Monday, October 5, 2009

Braincase

I've got the chisel and hammer in my gloved hands, fidgeting with each out of boredom. The anatomy lab is sparkling and nauseating as usual, the gleam of light off chrome given the lie by the pervasive smell of preservatives and sanitized death. We've been here so often by now that the disturbing juxtaposition no longer offends or impacts. The brain is a marvelous thing, adjusting us to our surroundings no matter how strange or unpleasant.

One of my partners holds the saw, the miraculous vibrating serrated edge that somehow can only cut tough material. Another is perched over Snake's head, scraping off those last tenacious bits of fascia from the top of the skull. We had removed the skin the day before, the sterile impersonation of a scalping done quickly and imperfectly, a casualty of dull scalpel blades. We have to remove the leftover soft bits so that the miracle saw can do its work, chopping swiftly and precisely through the skull, yet leaving the internal brain and dura intact.

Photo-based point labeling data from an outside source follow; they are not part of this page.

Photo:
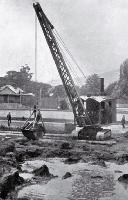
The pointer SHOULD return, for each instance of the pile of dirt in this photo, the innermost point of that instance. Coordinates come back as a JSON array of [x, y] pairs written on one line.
[[43, 171], [67, 175], [9, 182], [123, 178]]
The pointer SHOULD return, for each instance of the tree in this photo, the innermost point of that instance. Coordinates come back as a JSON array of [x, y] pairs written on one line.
[[20, 78], [92, 85], [111, 88], [59, 91], [121, 88]]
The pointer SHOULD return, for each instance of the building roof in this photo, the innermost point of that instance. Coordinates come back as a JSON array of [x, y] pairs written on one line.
[[10, 87], [97, 98]]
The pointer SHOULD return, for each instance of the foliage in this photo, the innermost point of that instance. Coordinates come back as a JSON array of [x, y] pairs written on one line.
[[59, 91], [63, 104], [110, 88], [92, 85]]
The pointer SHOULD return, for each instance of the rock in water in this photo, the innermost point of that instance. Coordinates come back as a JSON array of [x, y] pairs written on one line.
[[123, 178], [42, 171], [9, 183], [67, 175]]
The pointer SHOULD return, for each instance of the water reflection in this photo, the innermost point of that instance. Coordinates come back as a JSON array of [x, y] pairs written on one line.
[[88, 182]]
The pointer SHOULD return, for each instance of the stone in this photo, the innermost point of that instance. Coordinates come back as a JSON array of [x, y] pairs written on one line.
[[42, 171], [9, 182], [72, 160], [67, 175]]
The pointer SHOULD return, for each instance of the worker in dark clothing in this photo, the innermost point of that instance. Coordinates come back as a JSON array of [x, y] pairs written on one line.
[[123, 121], [34, 111], [9, 118]]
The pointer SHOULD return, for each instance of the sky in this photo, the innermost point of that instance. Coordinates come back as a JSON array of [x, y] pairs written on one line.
[[95, 32]]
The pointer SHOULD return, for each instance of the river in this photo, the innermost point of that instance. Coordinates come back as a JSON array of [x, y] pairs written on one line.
[[88, 182]]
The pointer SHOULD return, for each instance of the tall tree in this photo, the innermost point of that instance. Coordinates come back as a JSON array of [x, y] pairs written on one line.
[[92, 85]]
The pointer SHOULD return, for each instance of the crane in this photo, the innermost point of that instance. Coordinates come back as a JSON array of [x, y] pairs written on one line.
[[88, 130]]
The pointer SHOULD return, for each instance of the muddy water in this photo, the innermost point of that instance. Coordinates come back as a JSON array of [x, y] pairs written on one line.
[[87, 182]]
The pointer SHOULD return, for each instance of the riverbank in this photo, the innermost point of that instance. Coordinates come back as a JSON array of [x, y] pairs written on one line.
[[16, 150]]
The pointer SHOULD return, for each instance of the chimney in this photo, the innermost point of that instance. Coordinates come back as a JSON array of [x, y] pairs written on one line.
[[101, 86]]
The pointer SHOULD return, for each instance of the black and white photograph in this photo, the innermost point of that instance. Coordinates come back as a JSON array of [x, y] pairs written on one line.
[[63, 100]]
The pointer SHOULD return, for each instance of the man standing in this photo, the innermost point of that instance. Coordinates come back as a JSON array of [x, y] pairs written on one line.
[[9, 119]]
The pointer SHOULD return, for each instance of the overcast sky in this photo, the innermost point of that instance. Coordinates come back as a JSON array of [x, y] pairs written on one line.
[[95, 31]]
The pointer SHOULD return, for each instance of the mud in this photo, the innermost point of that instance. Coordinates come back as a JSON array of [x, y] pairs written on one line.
[[13, 152]]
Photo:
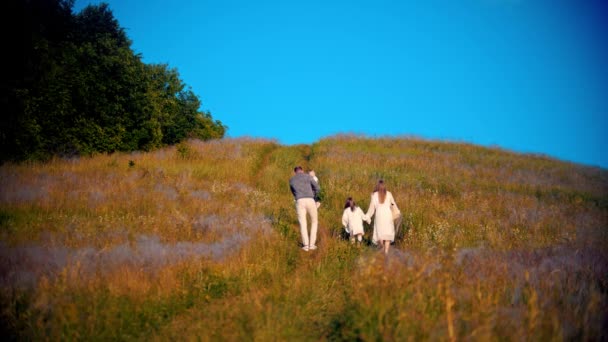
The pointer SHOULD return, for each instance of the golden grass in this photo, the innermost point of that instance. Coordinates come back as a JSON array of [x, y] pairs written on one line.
[[200, 241]]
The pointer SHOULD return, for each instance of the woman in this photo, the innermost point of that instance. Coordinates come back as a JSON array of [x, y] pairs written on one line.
[[384, 226]]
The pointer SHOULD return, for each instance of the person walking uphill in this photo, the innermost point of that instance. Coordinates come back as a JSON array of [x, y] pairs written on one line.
[[380, 205], [305, 189]]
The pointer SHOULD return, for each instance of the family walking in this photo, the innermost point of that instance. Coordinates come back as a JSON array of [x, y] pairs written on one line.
[[305, 189]]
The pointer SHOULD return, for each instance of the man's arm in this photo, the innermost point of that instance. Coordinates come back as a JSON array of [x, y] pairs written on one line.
[[315, 186]]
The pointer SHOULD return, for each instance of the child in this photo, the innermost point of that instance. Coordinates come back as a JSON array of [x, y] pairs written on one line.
[[352, 220], [317, 199]]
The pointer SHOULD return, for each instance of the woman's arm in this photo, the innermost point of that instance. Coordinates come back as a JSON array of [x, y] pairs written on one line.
[[392, 199], [372, 208], [364, 217]]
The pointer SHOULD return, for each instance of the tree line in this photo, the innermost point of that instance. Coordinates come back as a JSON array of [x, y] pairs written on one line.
[[72, 85]]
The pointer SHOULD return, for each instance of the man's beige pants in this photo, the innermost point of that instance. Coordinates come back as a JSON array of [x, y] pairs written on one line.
[[304, 206]]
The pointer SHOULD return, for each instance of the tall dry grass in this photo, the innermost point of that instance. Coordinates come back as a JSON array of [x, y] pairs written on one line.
[[200, 241]]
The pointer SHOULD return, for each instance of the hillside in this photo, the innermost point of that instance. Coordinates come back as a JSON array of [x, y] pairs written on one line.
[[201, 240]]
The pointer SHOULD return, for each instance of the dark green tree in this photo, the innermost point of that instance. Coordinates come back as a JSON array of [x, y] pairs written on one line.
[[74, 86]]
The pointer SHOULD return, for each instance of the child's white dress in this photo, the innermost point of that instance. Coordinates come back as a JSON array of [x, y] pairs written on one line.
[[353, 220]]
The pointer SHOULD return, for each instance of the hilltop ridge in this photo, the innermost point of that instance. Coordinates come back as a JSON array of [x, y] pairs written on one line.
[[201, 240]]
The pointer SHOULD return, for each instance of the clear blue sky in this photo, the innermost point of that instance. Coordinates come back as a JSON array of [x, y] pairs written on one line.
[[526, 75]]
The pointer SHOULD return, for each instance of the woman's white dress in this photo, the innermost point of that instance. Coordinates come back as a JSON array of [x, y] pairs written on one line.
[[384, 226], [353, 220]]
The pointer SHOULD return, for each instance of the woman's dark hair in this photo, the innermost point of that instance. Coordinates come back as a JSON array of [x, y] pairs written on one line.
[[381, 189], [350, 203]]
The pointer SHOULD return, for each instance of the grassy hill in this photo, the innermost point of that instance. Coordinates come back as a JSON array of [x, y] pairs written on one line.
[[200, 241]]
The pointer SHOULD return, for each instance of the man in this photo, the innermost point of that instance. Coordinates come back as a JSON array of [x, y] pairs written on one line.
[[305, 190]]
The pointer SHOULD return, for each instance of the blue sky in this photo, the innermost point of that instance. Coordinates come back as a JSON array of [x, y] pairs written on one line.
[[526, 75]]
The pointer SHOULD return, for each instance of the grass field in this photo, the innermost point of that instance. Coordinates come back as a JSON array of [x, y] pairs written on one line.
[[200, 242]]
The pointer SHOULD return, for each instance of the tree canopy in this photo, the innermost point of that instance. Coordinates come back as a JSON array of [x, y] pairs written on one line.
[[72, 85]]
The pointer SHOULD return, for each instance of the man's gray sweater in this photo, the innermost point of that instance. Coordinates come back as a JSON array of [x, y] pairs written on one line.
[[303, 186]]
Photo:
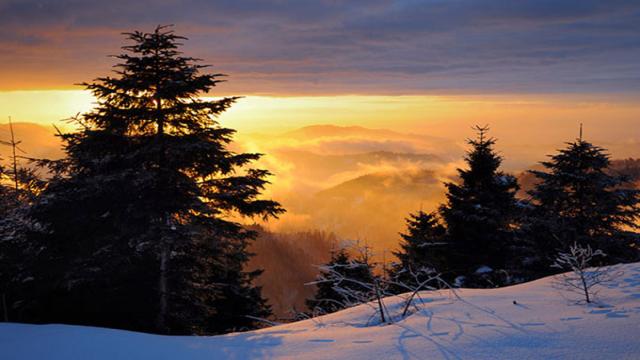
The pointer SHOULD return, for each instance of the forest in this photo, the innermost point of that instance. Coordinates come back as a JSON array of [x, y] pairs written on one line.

The girl with the saw moves up to Snake's head, and turns it on. A high pitched buzzing fills the room, and as she lowers the saw to the skull, a small burst of bone dust and smoke plumes upward, bits of burning hydroxyapatite creating another odor in a nostril already at standing room only capacity. She moves awkwardly around the dome of the skull, creating a continuous separation. Now its my turn, and I move in with the hammer and chisel. I place the chisel in newly generated space in the bone, and use it to lever the skull upwards. There is a pop, and the bone falls off, a ragged skull cap in the most literal sense.

The brain is not yet exposed, still wrapped in a covering of thick fibrous tissue. In a live person, the skull would be full of fluid, a protective cushioning and gravity negating layer designed to protect an organ nearly devoid of strong structural components from its own weight. With Snake, there is barely any drainage as we section the dura, revealing at last the former seat of his personality. I take my chisel and i move it down the front of the skull, moving it in a lazy arc to rupture all the attachment points, where his cranial nerves used to tell his face who it was. I use the chisel to sever the brainstem, and with another liquid pop, the brain comes loose.

I reach a hand into a human skull, ignoring the unreal implications of my action, and pull out his brain, a cacophony of most unseemly squishing noises serving in lieu of a drumroll. I am holding the seat of a man's being in my hands, inspecting it incredulously, wondering how this situation just came to pass. The contents of my hand seem such a small thing to loom so large. I remove the falx cerebri from between the cerebral hemispheres, and toss it aside into the debris bin. We set the brain aside, leaving it afloat in its own bath of chemicals, waiting patiently for a neurology lab months away. Turning back to the empty skull, a dissected face staring at us with an empty grin, we dive right back in, searching for the cranial nerves in a space that once held a man's soul.